Çok uzun bir şiir hayatınız var. Şiirden fayda gördünüz mü? Haz hissettiniz mi? Yoksa zarar mı gördünüz?
Şiirden tabii çok haz duydum. Bu haz ömrümü doldurdu. Fakat fayda görmedim; bilâkis zarar gördüm. Bir daha doğmam mümkün olsa önce Kâzım Şinasî'ye danışmadan ve onun nasihatlerini almadan yeryüzüne bir adım atmam. Eğer şiir mukadderatıma karışmasaydı çok isabet olurdu. Yalnız bunu da söyleyeyim ki bir insanın, hayatında şiiri anlamaması büyük bir noksandır. Çünkü hazların en derini ve en güzelidir. Akıllı olanlar yalnız anlamakla iktifa etmelidirler. Şiiri anlamak ve söylememek, yani adını şair çıkarmamak eğer mümkün olursa en iyi yoldur. Dediğim gibi ben bu işte yanılmış olduğumu anladım. Lâkin biraz geç anladım. Şahsıma ait fikrim bu kadardır. Umumî görüşle diyebilirim ki insanın yaratılışına ve hayatına şiirin karışması büyük bir zarardır. Hiçbir insan bir şair kadar talihsiz doğmaz. Gerçek şairler daima aşk saadetinden mahrum yaşar ve ölürler. Kadınlar, şair sevmez. Aşkta saadete mazhar olmuş büyük şairler bizde ve Avrupa'da nadirdir.
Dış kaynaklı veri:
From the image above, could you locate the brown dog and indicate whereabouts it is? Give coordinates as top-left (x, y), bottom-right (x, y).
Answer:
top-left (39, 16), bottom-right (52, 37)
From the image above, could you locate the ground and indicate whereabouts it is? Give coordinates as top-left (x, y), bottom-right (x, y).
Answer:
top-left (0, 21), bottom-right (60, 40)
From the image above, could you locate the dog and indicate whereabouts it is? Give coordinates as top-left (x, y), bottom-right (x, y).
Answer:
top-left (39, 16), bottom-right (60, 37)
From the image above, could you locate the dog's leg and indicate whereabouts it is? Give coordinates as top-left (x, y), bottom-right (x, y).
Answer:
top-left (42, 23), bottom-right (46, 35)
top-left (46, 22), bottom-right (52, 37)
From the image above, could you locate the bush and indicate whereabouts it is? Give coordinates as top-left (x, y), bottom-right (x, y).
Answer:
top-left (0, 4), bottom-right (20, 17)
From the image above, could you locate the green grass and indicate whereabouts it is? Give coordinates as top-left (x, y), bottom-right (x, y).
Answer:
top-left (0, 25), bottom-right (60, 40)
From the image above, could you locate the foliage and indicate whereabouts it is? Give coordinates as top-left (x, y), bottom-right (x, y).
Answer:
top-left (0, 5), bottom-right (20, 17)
Edebi seviyemizi nasıl yükselteceğiz? Böyle bir şey mümkün müdür?
Bence her şeyden önce şiirde, gerek edebiyatın bütün nev'ilerinde nicelikten niteliğe dönmekle mümkün olur. Şiire ve nesre mazinin ve aynı zamanda alafranga snobizminin yığmış olduğu noksanlıkları, öz ve temiz eleştirmenler tasfiye ederlerse, şiir ve nesrin Avrupa anlayışını alırsak, artık yabancı edebiyatlarının taklitçisi olmaktan kurtulursak, kendi ırkımızın ve kendi iklimimizin yazı numunelerini vermeye heveslenirsek nihayet kendimize ve yabancılara "Türklerin kendilerini yansıtan edebiyatları vardır" dedirtmeye başlarsak bu mümkün olmaya yüz tutar. Asıl muhtaç olduğumuz, bizim kendimizin, kendiliklerimizin edebiyatıdır.
Gençlere, şair adaylarına iyi bir şiir yazabilmek adına nasıl bir tavsiye verebilirsiniz?
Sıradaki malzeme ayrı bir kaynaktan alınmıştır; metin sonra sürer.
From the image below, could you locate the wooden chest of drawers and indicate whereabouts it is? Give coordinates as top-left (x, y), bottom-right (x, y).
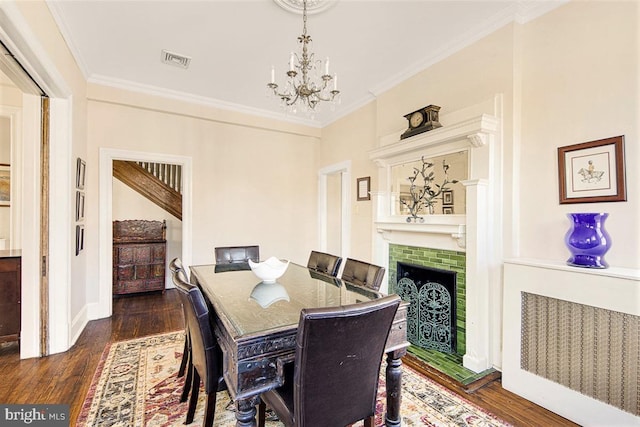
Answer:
top-left (0, 251), bottom-right (22, 343)
top-left (113, 220), bottom-right (167, 295)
İyi şiir yazabilmek için hissetmek lazımdır. İnsan, hissettiği şeyleri de ancak kafasındaki kültürün derecesine göre bir tasnife tutabilir. Boş kafa ve boş bir ruhun yaratıcılığı bahis konusu olamaz. Sadece orijinal hayallerle, güzel duygularla ve birtakım teşbihlerle yazılmaz. Şiir aynı zamanda bir dil, bir söz sanatıdır, dil içinde dil yaratma işidir. Şiirde mânâ ne kadar derin, ne kadar metin, ne kadar şâşalı, ne kadar câzip, ne kadar yeni olursa olsun, tek başına bir kıymet değildir, nesirde ve sözde bir kıymettir, lâkin şiirde değildir, mânâ ancak lisan kesilirse, daha açık bir tarifle, lisanda nağme haline gelirse ve öylece kalırsa şiir kıymetini alır.
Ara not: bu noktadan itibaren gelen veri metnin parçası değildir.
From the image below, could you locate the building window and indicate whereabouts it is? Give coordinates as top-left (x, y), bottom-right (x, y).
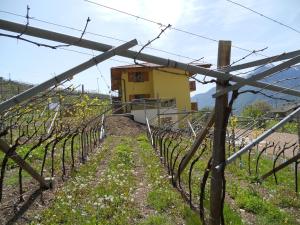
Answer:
top-left (128, 72), bottom-right (149, 82)
top-left (129, 94), bottom-right (150, 101)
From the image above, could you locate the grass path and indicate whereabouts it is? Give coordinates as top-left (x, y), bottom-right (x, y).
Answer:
top-left (32, 136), bottom-right (200, 225)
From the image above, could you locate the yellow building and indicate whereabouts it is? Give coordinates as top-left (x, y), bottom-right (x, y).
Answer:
top-left (111, 63), bottom-right (209, 111)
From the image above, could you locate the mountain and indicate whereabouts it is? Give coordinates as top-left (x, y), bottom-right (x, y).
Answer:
top-left (192, 65), bottom-right (300, 114)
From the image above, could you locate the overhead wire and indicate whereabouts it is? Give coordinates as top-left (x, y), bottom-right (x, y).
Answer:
top-left (225, 0), bottom-right (300, 34)
top-left (0, 10), bottom-right (210, 63)
top-left (84, 0), bottom-right (268, 57)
Bizim şiirimizin Batı şiirlerinden geride kaldığını düşünüyor musunuz?
Ziya Gökalp şiirde vezin/kafiye meselesi diye bir şey ortaya atmıştır. Şiir vezinli, kafiyeli mi yoksa serbest mi olsun diye... İşte bu iddialar şiirimizi yirmi yıl geride bırakmıştır. Biz kendimizi diğer Avrupa memleketlerindeki gibi sanat hareketleriyle hiçbir zaman kıyaslamamalıyız. Misal Fransa'da bir edebi cereyan ortaya atılır, bu mevzu üzerinde günlerce kalem çarpışır. Nihayet bunlardan hangisi galip gelirse, cereyanın en iyi şekilde teessüs etmesini sağlamış olur. Yüz kalemin doksanı veya doksan beşi yeni bir ekolü müştereken kurmuş olurlar. Bizde hadiseler böyle değildir. Herhangi bir edebi hadiseyi taklit veya kopya eden kimse bir veya iki kişidir.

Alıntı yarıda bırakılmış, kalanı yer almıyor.